POV-Ray : Newsgroups : povray.general : Glories, POV-Ray, and diffraction : Re: Glories, POV-Ray, and diffraction Server Time
22 Feb 2025 03:40:21 EST (-0500)
  Re: Glories, POV-Ray, and diffraction  
From: Bald Eagle
Date: 10 Feb 2025 16:05:00
Message: <web.67aa690ddc4a579e25b4de9225979125@news.povray.org>
Cousin Ricky <ric### [at] yahoocom> wrote:

> How does one put a hue gradient on a light source?  Are you thinking
> about a filter in front of the light source?

Put a hue gradient on an object and give it an emission 1 finish?
Use projected_through?

  And how would you convert
> ROYGBIV into an interference pattern?

Look at the rainbow pages.  They have interference patterns for different
colors.  Then they sum them up.  Write a macro that creates the functions for
the wavelengths and sums them up.  Have the number of discrete wavelengths that
you want to use in the visible spectrum be the argument for the macro.

Something with a Fourier transform?

- or -

I don't think we would.  I think we'd diagram out what would happen if the
interference pattern was the originating mechanism of the result - but then see
if there's just some overall function that describes the HSV result.

Or just fake the hell out of it with something that for all intents and purposes
looks good enough.

My Fresnel diffraction pattern was rendered with a simple equation describing
the end result.  I didn't model the interference in any way whatsoever.
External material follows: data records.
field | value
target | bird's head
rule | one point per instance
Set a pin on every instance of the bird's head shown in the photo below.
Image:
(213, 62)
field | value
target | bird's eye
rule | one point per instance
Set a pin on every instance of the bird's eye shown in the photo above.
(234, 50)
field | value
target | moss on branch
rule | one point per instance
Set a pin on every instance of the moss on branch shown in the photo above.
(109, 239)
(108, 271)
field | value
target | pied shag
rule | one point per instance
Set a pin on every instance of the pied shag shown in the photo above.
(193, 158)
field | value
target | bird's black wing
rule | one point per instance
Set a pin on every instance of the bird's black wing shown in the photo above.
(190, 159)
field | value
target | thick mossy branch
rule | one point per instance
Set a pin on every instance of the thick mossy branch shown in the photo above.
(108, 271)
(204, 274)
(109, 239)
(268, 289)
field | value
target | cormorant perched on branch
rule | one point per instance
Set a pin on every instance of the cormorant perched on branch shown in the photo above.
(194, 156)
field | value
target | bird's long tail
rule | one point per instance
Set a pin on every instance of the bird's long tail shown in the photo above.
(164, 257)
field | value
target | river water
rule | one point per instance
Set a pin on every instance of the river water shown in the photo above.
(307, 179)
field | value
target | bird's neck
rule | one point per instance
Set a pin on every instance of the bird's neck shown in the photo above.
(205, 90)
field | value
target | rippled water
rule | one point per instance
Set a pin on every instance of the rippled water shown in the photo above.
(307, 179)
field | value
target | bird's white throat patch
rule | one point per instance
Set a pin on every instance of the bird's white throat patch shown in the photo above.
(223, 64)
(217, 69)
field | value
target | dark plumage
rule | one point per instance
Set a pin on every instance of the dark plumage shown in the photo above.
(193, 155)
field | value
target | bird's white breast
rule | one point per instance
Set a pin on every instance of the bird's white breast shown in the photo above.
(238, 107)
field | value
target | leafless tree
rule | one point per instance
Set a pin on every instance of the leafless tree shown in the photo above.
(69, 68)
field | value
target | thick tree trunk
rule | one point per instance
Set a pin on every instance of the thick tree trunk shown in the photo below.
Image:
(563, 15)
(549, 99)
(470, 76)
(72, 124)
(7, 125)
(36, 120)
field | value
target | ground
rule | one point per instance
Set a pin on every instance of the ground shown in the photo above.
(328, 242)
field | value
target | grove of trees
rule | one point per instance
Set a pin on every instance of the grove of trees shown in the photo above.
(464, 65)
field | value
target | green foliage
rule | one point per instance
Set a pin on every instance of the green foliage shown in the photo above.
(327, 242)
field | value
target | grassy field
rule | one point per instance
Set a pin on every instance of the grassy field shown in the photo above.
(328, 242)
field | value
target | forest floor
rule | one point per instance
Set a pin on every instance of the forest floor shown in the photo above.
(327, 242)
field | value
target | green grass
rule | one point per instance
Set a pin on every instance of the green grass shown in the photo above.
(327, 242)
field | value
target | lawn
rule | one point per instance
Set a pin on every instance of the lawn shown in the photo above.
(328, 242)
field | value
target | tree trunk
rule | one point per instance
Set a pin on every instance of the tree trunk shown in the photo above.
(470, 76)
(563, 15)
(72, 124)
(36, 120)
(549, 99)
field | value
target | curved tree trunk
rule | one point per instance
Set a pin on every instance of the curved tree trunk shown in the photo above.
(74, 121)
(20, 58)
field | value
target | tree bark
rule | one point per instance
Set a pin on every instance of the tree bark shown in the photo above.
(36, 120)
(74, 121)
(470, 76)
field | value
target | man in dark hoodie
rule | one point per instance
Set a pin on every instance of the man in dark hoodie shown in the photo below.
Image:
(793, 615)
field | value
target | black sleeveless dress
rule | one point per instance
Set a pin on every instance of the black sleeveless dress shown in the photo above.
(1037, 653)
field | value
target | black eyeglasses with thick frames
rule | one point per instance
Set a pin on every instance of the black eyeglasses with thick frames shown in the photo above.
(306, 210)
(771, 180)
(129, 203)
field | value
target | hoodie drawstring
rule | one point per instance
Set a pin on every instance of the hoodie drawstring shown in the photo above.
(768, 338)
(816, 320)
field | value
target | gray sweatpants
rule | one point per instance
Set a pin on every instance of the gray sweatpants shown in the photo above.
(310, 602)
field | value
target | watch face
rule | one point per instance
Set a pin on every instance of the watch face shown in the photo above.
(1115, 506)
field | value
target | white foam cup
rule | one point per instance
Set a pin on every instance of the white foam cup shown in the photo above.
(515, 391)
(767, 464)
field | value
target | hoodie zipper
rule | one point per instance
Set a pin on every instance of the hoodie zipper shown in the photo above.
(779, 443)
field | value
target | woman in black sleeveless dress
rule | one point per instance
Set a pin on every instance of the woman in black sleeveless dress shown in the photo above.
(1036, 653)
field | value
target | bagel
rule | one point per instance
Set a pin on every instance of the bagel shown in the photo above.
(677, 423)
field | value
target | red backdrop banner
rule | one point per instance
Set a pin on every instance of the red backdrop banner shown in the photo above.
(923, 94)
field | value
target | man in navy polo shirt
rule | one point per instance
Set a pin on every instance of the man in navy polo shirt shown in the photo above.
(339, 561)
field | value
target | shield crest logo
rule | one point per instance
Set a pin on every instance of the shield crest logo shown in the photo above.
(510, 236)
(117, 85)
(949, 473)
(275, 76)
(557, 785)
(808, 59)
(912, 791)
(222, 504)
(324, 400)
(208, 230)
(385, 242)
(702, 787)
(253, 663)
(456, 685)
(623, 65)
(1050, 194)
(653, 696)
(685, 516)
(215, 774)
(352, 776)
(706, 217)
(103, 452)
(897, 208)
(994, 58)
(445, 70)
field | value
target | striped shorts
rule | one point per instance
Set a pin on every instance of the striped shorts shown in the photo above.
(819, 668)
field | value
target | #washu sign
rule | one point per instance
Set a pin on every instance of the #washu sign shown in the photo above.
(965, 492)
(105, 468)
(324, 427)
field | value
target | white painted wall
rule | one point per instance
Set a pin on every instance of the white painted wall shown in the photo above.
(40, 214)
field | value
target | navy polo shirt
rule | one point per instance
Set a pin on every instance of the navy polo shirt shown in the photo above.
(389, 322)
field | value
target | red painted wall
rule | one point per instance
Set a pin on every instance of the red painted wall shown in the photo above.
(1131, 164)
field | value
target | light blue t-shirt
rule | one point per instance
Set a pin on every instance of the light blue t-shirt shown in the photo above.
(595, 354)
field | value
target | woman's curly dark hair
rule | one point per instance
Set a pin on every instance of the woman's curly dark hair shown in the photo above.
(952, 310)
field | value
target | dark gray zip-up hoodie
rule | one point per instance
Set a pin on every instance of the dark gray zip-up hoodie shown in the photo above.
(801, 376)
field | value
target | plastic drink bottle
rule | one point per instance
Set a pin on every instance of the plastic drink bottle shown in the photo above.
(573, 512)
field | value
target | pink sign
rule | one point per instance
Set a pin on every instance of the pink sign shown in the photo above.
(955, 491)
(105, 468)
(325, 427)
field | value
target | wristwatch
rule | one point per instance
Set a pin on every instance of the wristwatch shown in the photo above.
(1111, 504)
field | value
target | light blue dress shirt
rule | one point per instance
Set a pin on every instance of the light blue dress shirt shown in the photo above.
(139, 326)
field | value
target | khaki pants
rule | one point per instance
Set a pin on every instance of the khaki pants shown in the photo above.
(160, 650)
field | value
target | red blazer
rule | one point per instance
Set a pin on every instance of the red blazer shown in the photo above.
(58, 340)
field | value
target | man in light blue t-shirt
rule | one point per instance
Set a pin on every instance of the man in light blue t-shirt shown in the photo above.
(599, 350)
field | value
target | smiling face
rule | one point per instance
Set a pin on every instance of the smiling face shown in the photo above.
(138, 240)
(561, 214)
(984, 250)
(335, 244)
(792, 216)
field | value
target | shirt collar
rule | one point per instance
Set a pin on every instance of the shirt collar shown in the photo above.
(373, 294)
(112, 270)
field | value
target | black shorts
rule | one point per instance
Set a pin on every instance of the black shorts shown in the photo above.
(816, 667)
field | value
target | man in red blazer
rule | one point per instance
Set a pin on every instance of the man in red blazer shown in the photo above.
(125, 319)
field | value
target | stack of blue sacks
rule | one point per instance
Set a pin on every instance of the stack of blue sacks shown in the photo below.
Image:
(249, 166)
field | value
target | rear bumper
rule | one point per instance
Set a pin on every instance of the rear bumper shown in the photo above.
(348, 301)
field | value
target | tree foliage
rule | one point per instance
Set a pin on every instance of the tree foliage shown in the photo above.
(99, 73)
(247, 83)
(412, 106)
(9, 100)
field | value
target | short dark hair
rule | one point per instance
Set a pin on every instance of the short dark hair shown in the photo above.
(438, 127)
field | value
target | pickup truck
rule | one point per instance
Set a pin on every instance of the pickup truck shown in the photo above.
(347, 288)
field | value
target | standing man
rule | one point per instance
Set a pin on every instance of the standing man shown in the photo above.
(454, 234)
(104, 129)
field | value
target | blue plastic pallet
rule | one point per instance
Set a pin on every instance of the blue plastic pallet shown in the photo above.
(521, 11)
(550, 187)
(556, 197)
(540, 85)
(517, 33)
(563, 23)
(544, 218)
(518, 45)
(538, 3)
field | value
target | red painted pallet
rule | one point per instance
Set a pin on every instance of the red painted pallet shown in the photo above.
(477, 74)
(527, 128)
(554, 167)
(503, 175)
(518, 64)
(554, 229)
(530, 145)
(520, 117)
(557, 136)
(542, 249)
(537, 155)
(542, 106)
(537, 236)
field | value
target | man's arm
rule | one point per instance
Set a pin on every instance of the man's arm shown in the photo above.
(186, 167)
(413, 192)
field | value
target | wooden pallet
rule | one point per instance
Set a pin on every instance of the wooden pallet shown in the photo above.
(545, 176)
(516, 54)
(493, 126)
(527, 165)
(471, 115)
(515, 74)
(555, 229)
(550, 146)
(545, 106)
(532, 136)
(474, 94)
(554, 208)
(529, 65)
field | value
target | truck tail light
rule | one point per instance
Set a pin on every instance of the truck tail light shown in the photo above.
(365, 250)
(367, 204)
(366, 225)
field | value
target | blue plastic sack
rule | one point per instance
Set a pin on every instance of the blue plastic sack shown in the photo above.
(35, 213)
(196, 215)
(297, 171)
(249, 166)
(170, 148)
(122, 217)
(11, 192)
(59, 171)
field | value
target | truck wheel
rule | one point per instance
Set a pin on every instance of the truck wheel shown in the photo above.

I think the key here is to not get all tangled up in trying to work _through_
all of the physically-based processes - but rather summarize the overall result.
Like writing out the big intermediate equation - and then canceling out a bunch
of terms.  Physicists apparently do intermediate calculations with imaginary
numbers and negative temperatures - but that's only the procedural path to the
answer.

I posted a lot of stuff that doesn't try to calculate an infinite number of
wavelengths.  Let those be the guide.

How do we calculate integrals?  Those can be considered the sum of an infinite
number of thin strips underneath the curve - but we don't actually process those
infinite number of strips, do we?  We just "do the math", and the result pops
out the end.

So we just find a way to "do the math" and get something that works.